Hot Springs history features different kind of mob

Some commentators say that last week a "mob" of Murrieta protesters blocked immigrants seeking to enter the United States.

If you go back 40 to 50 years, Murrieta was known for a different kind of mob — the kind associated with shattered knee caps and dirty Teamsters Union money.

Murrieta Hot Springs is a resort that in 2002 was annexed to the City of Murrieta. The city was taking on the hot springs' dubious past, which was intimately tied to San Diego's tainted real estate transactions of yore.

The resort was owned by Irvin Kahn, the controversial developer who at one time may have controlled 25 percent of San Diego's developable land. Beginning in the mid-1960s, Kahn financed his developments with money from the notorious Teamsters' Central States, Southeast and Southwest Area Pension Fund. As a result, Kahn was under constant scrutiny of both the Federal Bureau of Investigation and Internal Revenue Service, as well as investigative reporters. Kahn developed Rancho Peñasquitos, much of Clairemont, and parts of La Mesa, Chula Vista, and University City. He developed two hotels on Shelter Island and had 11 bowling alleys in the county.

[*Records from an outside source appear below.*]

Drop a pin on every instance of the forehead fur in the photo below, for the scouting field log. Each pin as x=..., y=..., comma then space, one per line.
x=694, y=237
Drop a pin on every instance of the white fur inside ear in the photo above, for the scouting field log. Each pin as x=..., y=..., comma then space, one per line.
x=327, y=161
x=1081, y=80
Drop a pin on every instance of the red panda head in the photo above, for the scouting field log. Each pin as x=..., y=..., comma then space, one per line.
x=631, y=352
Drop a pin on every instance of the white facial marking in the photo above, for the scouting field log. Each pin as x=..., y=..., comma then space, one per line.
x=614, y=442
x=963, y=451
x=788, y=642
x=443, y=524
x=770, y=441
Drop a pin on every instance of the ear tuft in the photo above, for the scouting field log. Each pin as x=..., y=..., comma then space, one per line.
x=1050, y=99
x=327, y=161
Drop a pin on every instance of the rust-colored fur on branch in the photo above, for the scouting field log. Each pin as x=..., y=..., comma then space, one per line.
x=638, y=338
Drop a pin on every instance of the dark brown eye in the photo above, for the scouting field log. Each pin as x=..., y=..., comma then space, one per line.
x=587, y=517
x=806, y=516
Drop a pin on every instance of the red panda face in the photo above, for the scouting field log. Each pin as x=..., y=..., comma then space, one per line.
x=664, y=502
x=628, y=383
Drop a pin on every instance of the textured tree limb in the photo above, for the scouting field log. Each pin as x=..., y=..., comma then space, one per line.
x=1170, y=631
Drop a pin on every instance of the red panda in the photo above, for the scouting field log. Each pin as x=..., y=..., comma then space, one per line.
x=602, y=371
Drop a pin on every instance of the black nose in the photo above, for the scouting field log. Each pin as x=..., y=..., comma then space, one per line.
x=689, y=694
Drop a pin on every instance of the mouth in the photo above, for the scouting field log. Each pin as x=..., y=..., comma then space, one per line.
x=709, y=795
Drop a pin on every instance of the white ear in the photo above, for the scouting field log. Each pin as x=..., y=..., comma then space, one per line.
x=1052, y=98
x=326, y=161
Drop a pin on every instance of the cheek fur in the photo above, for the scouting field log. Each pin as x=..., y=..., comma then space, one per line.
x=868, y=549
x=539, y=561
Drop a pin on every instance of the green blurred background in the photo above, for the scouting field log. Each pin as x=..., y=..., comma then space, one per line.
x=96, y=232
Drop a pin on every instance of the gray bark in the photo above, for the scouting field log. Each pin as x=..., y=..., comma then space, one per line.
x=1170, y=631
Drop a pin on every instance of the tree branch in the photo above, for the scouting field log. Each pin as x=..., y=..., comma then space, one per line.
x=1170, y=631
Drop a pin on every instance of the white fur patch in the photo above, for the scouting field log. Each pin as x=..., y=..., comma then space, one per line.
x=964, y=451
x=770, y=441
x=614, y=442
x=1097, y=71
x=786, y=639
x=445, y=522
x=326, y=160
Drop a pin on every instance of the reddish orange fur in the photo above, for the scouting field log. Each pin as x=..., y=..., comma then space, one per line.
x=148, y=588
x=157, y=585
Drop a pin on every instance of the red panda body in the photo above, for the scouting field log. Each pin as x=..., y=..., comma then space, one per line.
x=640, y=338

And he owned Murrieta Hot Springs resort, which was once raided for illegal gambling on the premises. Teamsters' leader and ruffian Jimmy Hoffa was a guest of Murrieta Hot Springs shortly before his disappearance in 1975.

Kahn died suddenly in 1973, and ownership passed to his associate, St. Louis attorney Morris Shenker, a lawyer for Hoffa and a thoroughly mobbed-up Midwesterner. In 1977, the Securities and Exchange Commission charged Shenker with fraudulently obtaining a $28.5 million loan for Murrieta from union pension funds. A St. Louis Post-Dispatch reporter wrote that Shenker "was a financial genius of the calibre of [notorious mob financier Meyer] Lansky. It was Shenker who tapped the Teamsters Union's Central States Pension Fund to finance much of the mob's penetration of Las Vegas casinos."

Murrieta Hot Springs subsequently went into bankruptcy several times. At one point, San Diego ponzi schemer Gary Naiman, who wound up in prison, had control of the resort but couldn't keep it as his empire collapsed in scandal. It is now a religious retreat.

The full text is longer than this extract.